Inzaghi veniva da un momento davvero magico partito con la doppietta contro il Real Madrid che gli aveva permesso di diventare il marcatore più prolifico nelle competizioni Europee superando Muller e Raul in una sola serata. Aveva chiesto anche più spazio in squadra per giocare di più ed evitare di essere esclusivamente il salvatore dei problemi milanisti: purtroppo anche ieri sera era partito dalla panchina ed era subentrato a Pato, infortunatosi come dicevamo già poc’anzi, e la sua presenza in campo era durata pochissimo.

Il dottor Volpi, al quale è stato richiesto un consulto dal parte di Milanlab, ha dichiarato necessaria l’operazione con un intervento chirurgico che possa riparare immediatamente il problema occorso a Inzaghi: si parla di sei mesi di stop per il giocatore, il che significherebbe poter tornare, eventualmente, per l’ultima di campionato possibilmente. Ovvio che ben presto si vocifererà sulla possibilità che la sua carriera sia giunta alla fine avendo l’attaccante italiano già 37 anni: ci risulta difficile però pensare che Inzaghi, arrivato a quest’età con una tale grinta e una tale vigoria atletica, spesso elogiata anche dai compagni e come ultimo anche Ibrahimovic, possa lasciarsi andare da un infortunio del genere.

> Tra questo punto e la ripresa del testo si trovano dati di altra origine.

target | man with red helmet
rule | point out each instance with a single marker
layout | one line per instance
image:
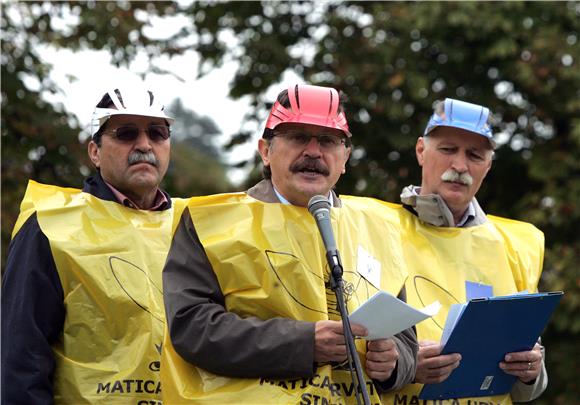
(216, 326)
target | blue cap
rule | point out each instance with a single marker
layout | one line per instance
(462, 115)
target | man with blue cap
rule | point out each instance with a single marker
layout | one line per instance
(456, 252)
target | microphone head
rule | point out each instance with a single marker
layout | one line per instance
(317, 203)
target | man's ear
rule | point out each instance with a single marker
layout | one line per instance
(94, 153)
(346, 157)
(264, 149)
(420, 150)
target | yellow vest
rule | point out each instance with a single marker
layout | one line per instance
(501, 253)
(270, 262)
(109, 259)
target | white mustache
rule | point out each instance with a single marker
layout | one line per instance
(140, 157)
(451, 175)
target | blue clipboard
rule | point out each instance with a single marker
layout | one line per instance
(488, 329)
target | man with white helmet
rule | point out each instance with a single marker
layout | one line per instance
(456, 252)
(251, 314)
(82, 317)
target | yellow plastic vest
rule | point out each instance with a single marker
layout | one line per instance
(109, 259)
(270, 262)
(503, 253)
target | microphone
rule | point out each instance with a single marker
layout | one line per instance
(319, 208)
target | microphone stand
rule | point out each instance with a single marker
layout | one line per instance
(336, 285)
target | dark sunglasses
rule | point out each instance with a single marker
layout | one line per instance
(156, 133)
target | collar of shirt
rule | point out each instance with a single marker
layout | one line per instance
(286, 202)
(159, 203)
(433, 209)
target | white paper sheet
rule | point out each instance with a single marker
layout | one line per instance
(384, 315)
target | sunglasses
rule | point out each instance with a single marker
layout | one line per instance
(156, 133)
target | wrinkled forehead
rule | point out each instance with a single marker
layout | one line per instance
(458, 136)
(309, 129)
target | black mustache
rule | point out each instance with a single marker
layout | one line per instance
(309, 164)
(141, 157)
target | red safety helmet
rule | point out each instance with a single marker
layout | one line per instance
(315, 105)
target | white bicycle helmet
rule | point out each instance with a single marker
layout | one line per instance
(128, 101)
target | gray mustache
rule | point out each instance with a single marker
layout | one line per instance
(140, 157)
(451, 175)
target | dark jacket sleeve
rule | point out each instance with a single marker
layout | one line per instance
(205, 334)
(407, 347)
(32, 318)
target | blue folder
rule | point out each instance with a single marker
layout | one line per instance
(488, 329)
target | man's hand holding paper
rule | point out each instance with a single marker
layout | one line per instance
(382, 356)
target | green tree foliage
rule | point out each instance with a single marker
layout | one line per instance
(393, 60)
(42, 141)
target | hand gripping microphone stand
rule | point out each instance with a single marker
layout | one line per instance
(319, 207)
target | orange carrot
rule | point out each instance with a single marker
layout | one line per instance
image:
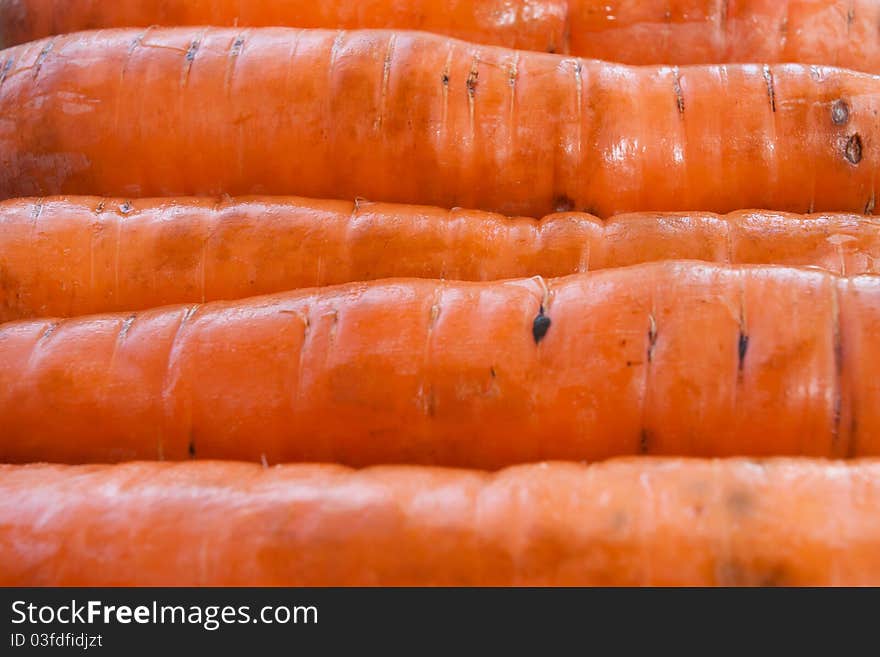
(839, 32)
(417, 118)
(76, 256)
(631, 522)
(674, 358)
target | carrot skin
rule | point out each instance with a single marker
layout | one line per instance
(837, 32)
(74, 256)
(670, 358)
(660, 522)
(418, 118)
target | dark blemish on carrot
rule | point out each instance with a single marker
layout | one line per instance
(839, 112)
(652, 338)
(540, 326)
(742, 349)
(126, 325)
(676, 87)
(431, 402)
(472, 82)
(563, 203)
(193, 49)
(771, 91)
(50, 330)
(5, 70)
(42, 57)
(838, 371)
(853, 150)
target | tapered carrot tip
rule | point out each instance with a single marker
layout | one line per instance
(659, 522)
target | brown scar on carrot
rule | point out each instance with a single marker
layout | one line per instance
(652, 337)
(853, 149)
(126, 326)
(53, 326)
(5, 70)
(740, 502)
(192, 50)
(472, 81)
(676, 87)
(839, 112)
(42, 56)
(771, 91)
(540, 325)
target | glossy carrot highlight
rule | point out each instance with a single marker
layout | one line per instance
(84, 255)
(417, 118)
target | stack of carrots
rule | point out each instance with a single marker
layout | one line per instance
(250, 336)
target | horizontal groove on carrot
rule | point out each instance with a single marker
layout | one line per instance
(669, 358)
(627, 522)
(839, 32)
(83, 255)
(418, 118)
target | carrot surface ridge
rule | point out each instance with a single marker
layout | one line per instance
(418, 118)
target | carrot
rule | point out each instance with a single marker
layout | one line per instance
(840, 32)
(670, 358)
(628, 522)
(417, 118)
(76, 256)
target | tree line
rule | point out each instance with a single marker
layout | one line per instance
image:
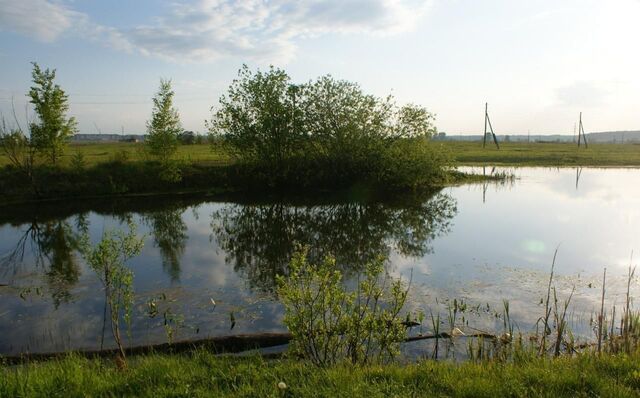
(323, 131)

Ricordiamo che Filippo Inzaghi con il Milan ha vinto finora due Champions League, una Coppa del Mondo per club, due Supercoppe europee, uno Scudetto, una Coppa Italia e una Supercoppa italiana: con il suo goal al Real Madrid è diventato il più anziano giocatore ad aver segnato in Champions League superando Javier Zanetti che aveva segnato di recente contro il Tottenham nel 4-3 dell’Inter. Con 315 goal all’attivo il suo obiettivo più prossimo sarebbero state le 318 reti in gare ufficiali segnate da Roberto Baggio: l’augurio è quello di tornare e poter agguantare quel record, l’ennesimo.